Nihil novi sub sole ?

This Latin expression ⎯ nihil novi sub sole, there is nothing new under the sun ⎯ appeared in the Vulgate Bible phrase, now in Ecclesiastes 1:9. I add a question mark to the quote.


Rachel Carson (1907 – 1964) was an American marine biologist, author, and conservationist whose writings are credited with advancing the global environmental movement. Silent Spring, her “fable for tomorrow” published in 1962, exposed the destruction of wildlife through the widespread use of pesticides. Her passionate concern is with the future of the planet and all life on Earth. She calls for humans to act responsibly, carefully, and as stewards of the living earth. She also suggests a change in how democracies and liberal societies should operate so that individuals as well as groups could question which chemicals their governments allowed others to put into the environment.

For the first time in the history of the world, every human being is now subjected to contact with dangerous chemicals, from the moment of conception until death. In the less than two decades of their use, the synthetic pesticides have been so thoroughly distributed throughout the animate and inanimate world that they occur virtually everywhere. They have been recovered from most of the major river systems and even from streams of ground-water flowing unseen through the earth. Residues of these chemicals linger in soil to which they may have been applied a dozen years before. They have entered and lodged in the bodies of fish, birds, reptiles, and domestic and wild animals so universally that scientists carrying on animal experiments find it almost impossible to locate subjects free from such contamination… [Chapter 3 – Elixirs of Death].

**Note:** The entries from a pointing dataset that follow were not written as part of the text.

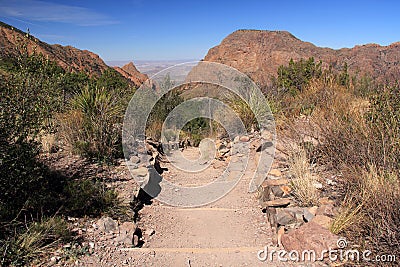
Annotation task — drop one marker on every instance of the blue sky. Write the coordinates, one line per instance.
(163, 30)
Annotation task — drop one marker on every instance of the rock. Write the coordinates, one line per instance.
(127, 227)
(277, 191)
(286, 190)
(281, 232)
(275, 182)
(150, 232)
(281, 202)
(330, 182)
(275, 173)
(264, 146)
(136, 241)
(134, 159)
(141, 172)
(307, 215)
(125, 239)
(323, 221)
(218, 164)
(244, 139)
(107, 225)
(266, 135)
(325, 200)
(313, 210)
(224, 151)
(284, 217)
(309, 236)
(327, 210)
(318, 185)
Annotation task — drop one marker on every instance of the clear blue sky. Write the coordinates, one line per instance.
(158, 30)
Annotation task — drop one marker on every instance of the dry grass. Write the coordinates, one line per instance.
(304, 181)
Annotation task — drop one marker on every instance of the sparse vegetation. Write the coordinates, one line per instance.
(354, 125)
(34, 200)
(303, 181)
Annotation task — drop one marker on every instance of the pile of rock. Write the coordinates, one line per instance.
(297, 228)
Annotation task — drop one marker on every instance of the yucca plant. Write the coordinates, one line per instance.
(92, 126)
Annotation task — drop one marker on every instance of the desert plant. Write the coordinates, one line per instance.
(92, 126)
(30, 243)
(303, 181)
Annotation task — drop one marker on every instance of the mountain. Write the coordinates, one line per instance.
(69, 58)
(259, 53)
(130, 72)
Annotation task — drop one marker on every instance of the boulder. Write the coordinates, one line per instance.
(275, 173)
(140, 172)
(107, 225)
(281, 202)
(309, 236)
(284, 217)
(244, 139)
(323, 220)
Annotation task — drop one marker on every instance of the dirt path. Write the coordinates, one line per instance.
(228, 232)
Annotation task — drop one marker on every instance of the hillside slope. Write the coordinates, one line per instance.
(259, 53)
(68, 57)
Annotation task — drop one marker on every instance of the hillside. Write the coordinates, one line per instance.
(68, 57)
(259, 54)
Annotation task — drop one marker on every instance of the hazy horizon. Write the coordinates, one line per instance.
(168, 30)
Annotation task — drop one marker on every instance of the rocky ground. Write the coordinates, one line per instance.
(228, 232)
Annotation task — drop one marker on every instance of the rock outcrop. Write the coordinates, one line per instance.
(13, 41)
(259, 53)
(130, 72)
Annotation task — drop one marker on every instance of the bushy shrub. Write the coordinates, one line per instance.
(356, 132)
(92, 127)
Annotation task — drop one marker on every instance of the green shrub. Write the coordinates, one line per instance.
(92, 128)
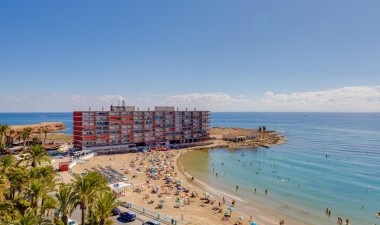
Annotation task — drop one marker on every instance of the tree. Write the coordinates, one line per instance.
(25, 134)
(37, 154)
(104, 203)
(6, 163)
(18, 133)
(10, 136)
(45, 130)
(87, 187)
(29, 218)
(66, 198)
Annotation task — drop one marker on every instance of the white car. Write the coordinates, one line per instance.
(71, 222)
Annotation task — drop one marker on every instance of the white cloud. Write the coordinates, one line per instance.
(348, 99)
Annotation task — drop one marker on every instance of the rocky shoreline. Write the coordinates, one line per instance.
(264, 139)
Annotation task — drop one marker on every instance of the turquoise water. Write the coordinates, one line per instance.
(346, 180)
(32, 118)
(331, 160)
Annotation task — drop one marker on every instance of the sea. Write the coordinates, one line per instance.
(330, 160)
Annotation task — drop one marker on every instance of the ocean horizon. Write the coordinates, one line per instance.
(331, 160)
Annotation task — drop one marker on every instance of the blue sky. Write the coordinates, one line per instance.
(219, 55)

Theo Colborn (1927 – 2014) was Founder and President Emerita of The Endocrine Disruption Exchange, based in Paonia, Colorado, and Professor Emerita of Zoology at the University of Florida, Gainesville. With scientist Pete Myers and environmental journalist Dianne Dumanski she published Our Stolen Future in 1996. Picking up where Silent Spring left off this book gives an utterly gripping account that traces birth defects, sexual abnormalities, and reproductive failures to their source, the man-made chemicals that disrupt delicate hormone systems and derail development. Humans appear not at all immune to the effects of endocrine disrupting chemicals.

Consider, however, what it might mean for our society if synthetic chemicals are subtly undermining human intelligence across the entire population in the same manner that they have apparently undermined human male sperm count. With the current average IQ score of 100, a population of 100 million will have 2.3 million intellectually gifted people who score above 130. Though it might not sound like much, if the average were to drop just like five points to 95, it would have “staggering” implications, according to Bernard Weiss, a behavioral toxicologist at the University of Rochester who has considered the societal impact of seemingly small losses. Instead of 2.3 million, only 990,000 would score over 130, so this society would have lost over half of its high-powered minds with the capacity to become the most gifted doctors, scientists, college professors, inventors or writers… [Chapter 13 – Loomings].

Leonardo Trasande is an internationally renowned leader in children’s environmental health and the Jim G. Hendrick, MD, Associate Professor and Vice Chair for Research of the Department of Pediatrics at New York University. In his urgent book, Sicker, Fatter, Poorer, that was published this month he explains the science behind the escalating obesity, diabetes, learning disorders, autism, infertility, and food allergies which most likely result from endocrine disrupting chemicals in our food, our homes, and our personal care products.

The chemicals with the strongest evidence of health effects are pesticides, flame retardants, plasticizer chemicals, and bisphenols, which are used to line food and beverage cans. At first it was thought that those chemicals had to persist in the body to cause harm, like a viral or bacterial infection. Now we realize that though the chemicals themselves are often excreted within a few days, they leave lasting effects. And here is the scariest piece: the effects of this chemical contact can reverberate years later and even be passed on to the next generation. That is what I call the “hit-and-run” impact of these pernicious chemicals… [Chapter 1 – What’s going on?].

It is true to say that there is nothing new under the sun. An unrestrained and careless use of chemicals may even exacerbate an already precarious situation. Silent Spring, Our Stolen Future, and Sicker, Fatter, Poorer are must-read books for scientists as wel as for non-scientist.

All I need to do now is to wish you a good reading.